Historical background.
Around 1900 the axiomatic approach to mathematics had spread well beyond its classical setting of Euclidean geometry, and the particular question of how to axiomatize Probability was highlighted as part of Hilbert’s sixth problem:
Mathematical Treatment of the Axioms of Physics. The investigations on the foundations of geometry suggest the problem: To treat in the same manner, by means of axioms, those physical sciences in which already today mathematics plays an important part; in the first rank are the theory of probabilities and mechanics.
While Probability certainly involves some conceptually extra idea (additional to the rest of Mathematics), the issue was whether Probability required some new technical ingredient to be added to the rest of Mathematics. Kolmogorov’s achievement was the realization that it didn’t.
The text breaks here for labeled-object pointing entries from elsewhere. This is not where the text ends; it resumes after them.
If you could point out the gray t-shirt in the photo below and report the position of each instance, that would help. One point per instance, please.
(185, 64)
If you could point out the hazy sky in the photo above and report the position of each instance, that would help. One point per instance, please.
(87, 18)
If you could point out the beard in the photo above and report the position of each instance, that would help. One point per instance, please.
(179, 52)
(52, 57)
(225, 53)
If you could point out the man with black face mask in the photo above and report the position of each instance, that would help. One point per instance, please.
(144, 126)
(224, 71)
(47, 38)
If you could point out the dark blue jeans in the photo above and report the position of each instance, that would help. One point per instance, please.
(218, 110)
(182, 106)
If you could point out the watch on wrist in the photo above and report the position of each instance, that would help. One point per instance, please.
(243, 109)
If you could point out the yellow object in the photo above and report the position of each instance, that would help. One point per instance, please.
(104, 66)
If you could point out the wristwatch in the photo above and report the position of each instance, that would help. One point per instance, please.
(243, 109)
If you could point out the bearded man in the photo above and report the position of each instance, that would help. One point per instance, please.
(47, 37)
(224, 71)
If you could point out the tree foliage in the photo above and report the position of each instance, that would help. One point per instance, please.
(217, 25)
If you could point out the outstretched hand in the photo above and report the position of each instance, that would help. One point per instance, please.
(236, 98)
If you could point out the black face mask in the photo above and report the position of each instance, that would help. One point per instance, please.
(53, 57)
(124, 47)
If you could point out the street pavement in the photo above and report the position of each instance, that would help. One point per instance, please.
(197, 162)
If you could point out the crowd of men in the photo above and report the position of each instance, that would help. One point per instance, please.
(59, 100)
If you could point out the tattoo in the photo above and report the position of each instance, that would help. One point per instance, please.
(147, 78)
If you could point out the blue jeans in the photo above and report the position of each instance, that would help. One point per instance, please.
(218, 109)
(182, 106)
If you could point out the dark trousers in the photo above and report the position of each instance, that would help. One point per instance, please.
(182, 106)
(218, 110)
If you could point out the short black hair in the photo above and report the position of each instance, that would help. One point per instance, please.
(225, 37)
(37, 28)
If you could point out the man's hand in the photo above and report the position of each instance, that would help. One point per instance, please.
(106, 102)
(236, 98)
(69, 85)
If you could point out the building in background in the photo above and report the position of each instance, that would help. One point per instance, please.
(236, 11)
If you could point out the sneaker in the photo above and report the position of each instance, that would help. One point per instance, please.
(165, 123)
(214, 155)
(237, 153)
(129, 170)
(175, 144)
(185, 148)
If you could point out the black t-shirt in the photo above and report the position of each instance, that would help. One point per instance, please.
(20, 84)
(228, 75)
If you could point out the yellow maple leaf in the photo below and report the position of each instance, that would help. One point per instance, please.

Measure theory had been recently developed to resolve the technical conflict between the intuitive idea “every region in the plane has some area” and the axioms of set theory dealing with every subset of an uncountable set. This conflict has no conceptual connection with Probability, but Kolmogorov realized that the technical machinery (involved in its resolution) of measures, measurable sets, measurable functions could be reused as an axiomatic setting for Probability. In retrospect, because one special model within Probability is “pick a uniform random point from the unit square”, it is clear that any general theory of Probability has to include measure theory, but (to reiterate) Kolmogorov’s achievement was the realization that at the technical level it didn’t require anything more.
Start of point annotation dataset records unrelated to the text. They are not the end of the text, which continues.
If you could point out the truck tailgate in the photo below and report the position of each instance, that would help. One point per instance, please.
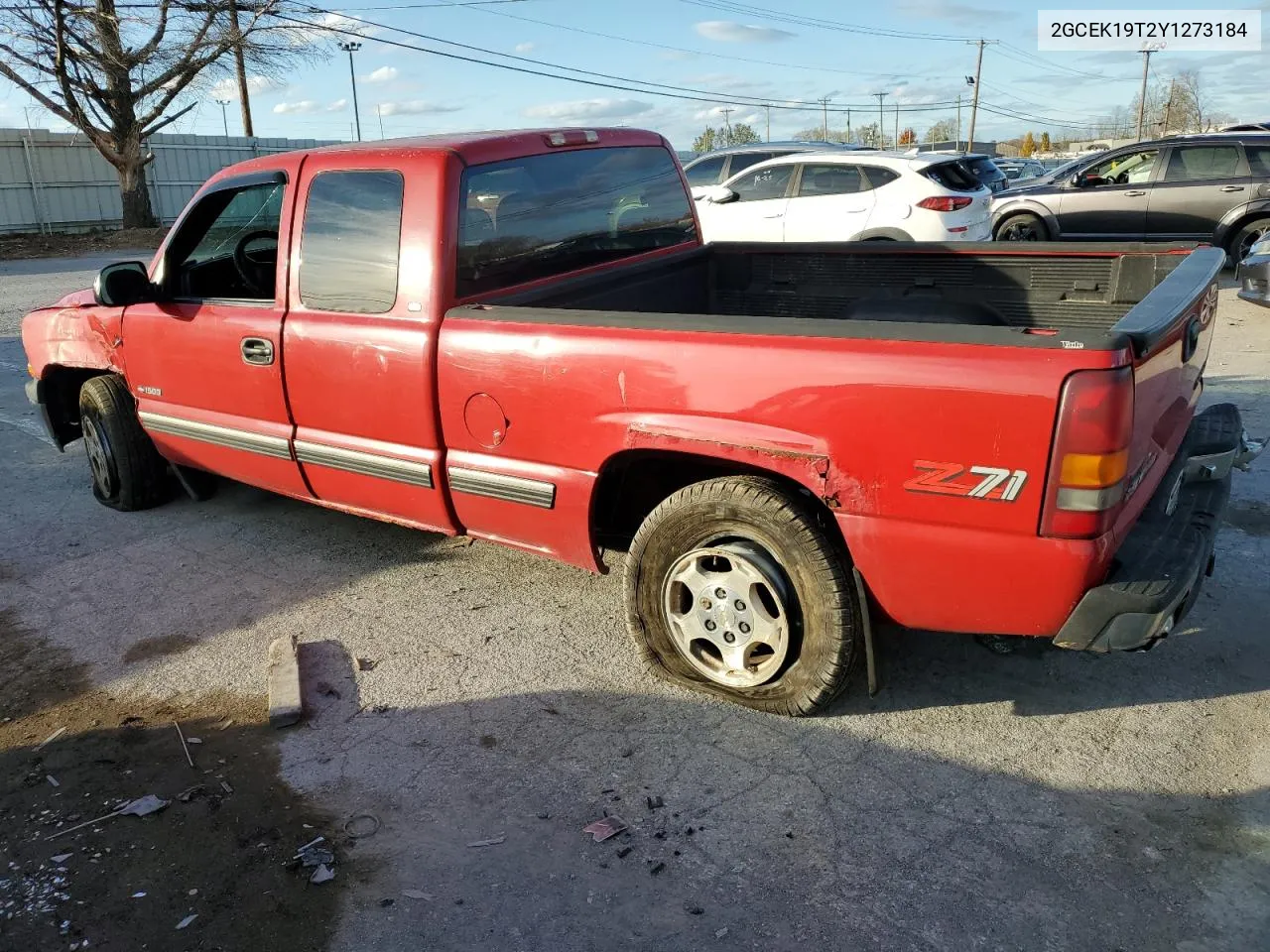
(1170, 333)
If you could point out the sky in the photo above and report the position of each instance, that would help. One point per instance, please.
(716, 54)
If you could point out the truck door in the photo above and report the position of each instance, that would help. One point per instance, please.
(203, 359)
(359, 339)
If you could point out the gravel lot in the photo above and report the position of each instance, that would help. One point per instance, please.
(1042, 801)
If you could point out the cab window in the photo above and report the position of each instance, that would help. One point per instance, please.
(763, 182)
(227, 246)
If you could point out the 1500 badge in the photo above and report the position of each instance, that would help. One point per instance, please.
(973, 483)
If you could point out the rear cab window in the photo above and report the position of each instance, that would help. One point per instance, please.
(548, 214)
(350, 240)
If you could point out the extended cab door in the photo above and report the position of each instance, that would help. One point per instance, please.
(203, 361)
(359, 340)
(832, 202)
(758, 211)
(1111, 200)
(1201, 184)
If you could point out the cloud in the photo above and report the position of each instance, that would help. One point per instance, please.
(733, 32)
(589, 111)
(416, 107)
(302, 108)
(959, 14)
(227, 87)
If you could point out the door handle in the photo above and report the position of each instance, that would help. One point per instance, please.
(258, 352)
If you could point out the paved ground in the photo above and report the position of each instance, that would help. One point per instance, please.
(1047, 801)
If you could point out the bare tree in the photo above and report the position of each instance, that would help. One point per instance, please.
(116, 71)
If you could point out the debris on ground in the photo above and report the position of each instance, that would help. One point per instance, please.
(602, 829)
(362, 825)
(50, 739)
(144, 806)
(183, 744)
(322, 874)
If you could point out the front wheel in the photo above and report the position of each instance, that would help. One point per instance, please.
(1023, 227)
(1243, 240)
(742, 589)
(127, 471)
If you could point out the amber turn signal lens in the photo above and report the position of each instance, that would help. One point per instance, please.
(1093, 470)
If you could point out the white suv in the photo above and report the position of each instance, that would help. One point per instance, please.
(848, 197)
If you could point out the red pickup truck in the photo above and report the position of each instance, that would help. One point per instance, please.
(520, 336)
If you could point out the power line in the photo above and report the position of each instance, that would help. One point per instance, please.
(620, 82)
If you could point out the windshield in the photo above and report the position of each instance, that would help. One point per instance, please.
(545, 214)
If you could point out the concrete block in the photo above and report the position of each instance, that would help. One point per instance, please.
(285, 702)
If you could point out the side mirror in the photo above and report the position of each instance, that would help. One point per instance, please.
(720, 194)
(122, 285)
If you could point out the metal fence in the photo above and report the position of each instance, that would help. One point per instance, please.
(59, 181)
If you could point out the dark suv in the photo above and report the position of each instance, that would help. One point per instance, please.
(1185, 188)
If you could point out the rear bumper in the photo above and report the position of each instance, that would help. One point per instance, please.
(1159, 570)
(1255, 280)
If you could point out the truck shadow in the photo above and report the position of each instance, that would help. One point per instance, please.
(746, 828)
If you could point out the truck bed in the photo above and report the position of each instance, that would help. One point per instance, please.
(1091, 294)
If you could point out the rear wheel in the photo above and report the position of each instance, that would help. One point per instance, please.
(738, 588)
(127, 471)
(1023, 227)
(1243, 240)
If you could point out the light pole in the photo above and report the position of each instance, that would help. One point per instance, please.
(881, 135)
(225, 121)
(352, 46)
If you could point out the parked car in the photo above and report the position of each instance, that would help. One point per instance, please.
(1020, 169)
(1196, 188)
(721, 164)
(1255, 272)
(848, 197)
(788, 440)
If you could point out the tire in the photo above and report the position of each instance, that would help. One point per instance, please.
(1245, 238)
(1021, 227)
(127, 471)
(752, 524)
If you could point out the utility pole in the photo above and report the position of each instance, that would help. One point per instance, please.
(974, 103)
(240, 71)
(1169, 107)
(881, 135)
(350, 48)
(1147, 50)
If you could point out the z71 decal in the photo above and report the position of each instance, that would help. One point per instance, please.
(975, 483)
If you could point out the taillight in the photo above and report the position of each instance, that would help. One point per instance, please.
(944, 203)
(1091, 453)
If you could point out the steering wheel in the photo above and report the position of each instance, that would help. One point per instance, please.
(255, 273)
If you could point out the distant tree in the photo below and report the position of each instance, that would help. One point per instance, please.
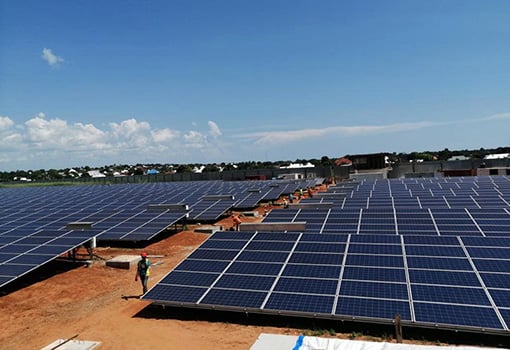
(211, 168)
(326, 162)
(184, 168)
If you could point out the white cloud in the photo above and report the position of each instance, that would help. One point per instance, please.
(52, 59)
(195, 139)
(5, 123)
(164, 135)
(500, 116)
(280, 137)
(44, 141)
(214, 130)
(129, 128)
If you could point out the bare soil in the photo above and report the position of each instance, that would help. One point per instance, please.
(100, 303)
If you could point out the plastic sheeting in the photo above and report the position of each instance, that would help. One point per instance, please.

With agreed axioms, 20th century mathematicians happily moved on with systematic development of theorem-proof Probability. The solid connection to the rest of theorem-proof Mathematics enabled researchers to use tools from other fields of Mathematics, particularly in the context of rigorous proofs of limit theorems. More prosaically, it is helpful to have coherent notation covering both discrete and continuous probability distributions, in contrast to the elementary separate notions of probability mass function and probability density function.
Within Mathematics, the Kolmogorov axioms have provided an agreed notion of what is a completely specified probability model within which questions have unambiguous answers. This has eliminated many “paradoxes” such as Bertrand’s paradox, which is merely an ambiguously defined model.
And in the real world?
In the real world we use words such as likely and unlikely in settings of uncertainty. To me, the fundamental question is
In what real world contexts is it both practical and useful to attempt to estimate numerical probabilities?
and curiously this is seldom addressed in either the philosophical or scientific worlds. Mathematics tells us how to manipulate assumed numerical probabilities, but the axioms essentially only enforce consistency conditions, such as the sum of the probabilities of all alternative outcomes must equal one. And in the usual real world case of finitely many outcomes, this was all well understood before Kolmogorov.